Que cet avertissement serve en général à quiconque me sollicite pour son plaisir particulier. Et que l’on sache bien que si quelqu’un meurt pour moi, ce ne sera ni de jalousie ni de désespoir. Car qui n’aime personne ne peut rendre jaloux ; et ce n’est pas dédaigner quelqu’un que de le détromper. Celui qui me traite de furie ou de bête sauvage, qu’il me fuie comme une chose haïssable et nuisible ; qui me nomme ingrate cesse de me servir ; qui m’accuse d’indifférence ne me courtise pas ; qui me trouve cruelle n’essaie pas de me suivre. Cette furie, cette bête sauvage, cette ingrate, cette cruelle, cette indifférente ne veut ni les chercher, ni les servir, ni les connaître, ni les suivre.
Si l’impatience et l’ardent désir de Chrysostome l’ont mené au tombeau, pourquoi en accuser ma réserve et l’honnêteté de ma conduite ?Si je préserve ma vertu dans la compagnie des arbres, pourquoi celui qui voudrait me la voir garder dans la compagnie des hommes voudrait-il me la faire perdre ? Je possède, comme vous le savez, une fortune personnelle, et je ne convoite pas le bien d’autrui.
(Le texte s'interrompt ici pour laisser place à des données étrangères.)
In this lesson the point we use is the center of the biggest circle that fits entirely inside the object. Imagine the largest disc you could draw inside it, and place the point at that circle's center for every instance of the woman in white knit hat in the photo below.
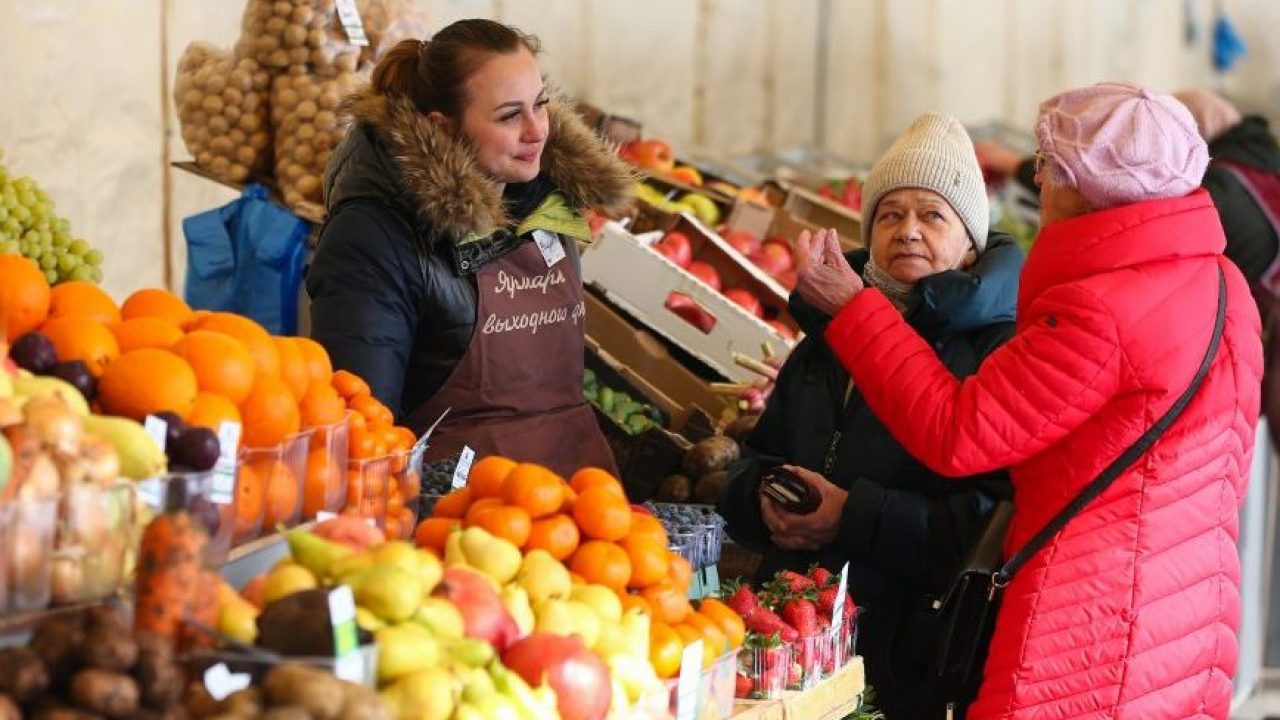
(903, 528)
J’ai le goût de la liberté et ne veux pas être asservie. Je n’aime ni ne hais personne. Je ne veux tromper celui-ci ni encourager celui-là, ni me moquer de l’un ni m’amuser de l’autre. L’honnête conversation des bergères de ces villages et le soin de mes chèvres suffisent à m’occuper. Mes désirs ont ces montagnes pour limites ; et, s’ils vont au-delà, c’est pour contempler la beauté du ciel, montrant ainsi à mon âme le chemin de sa demeure première.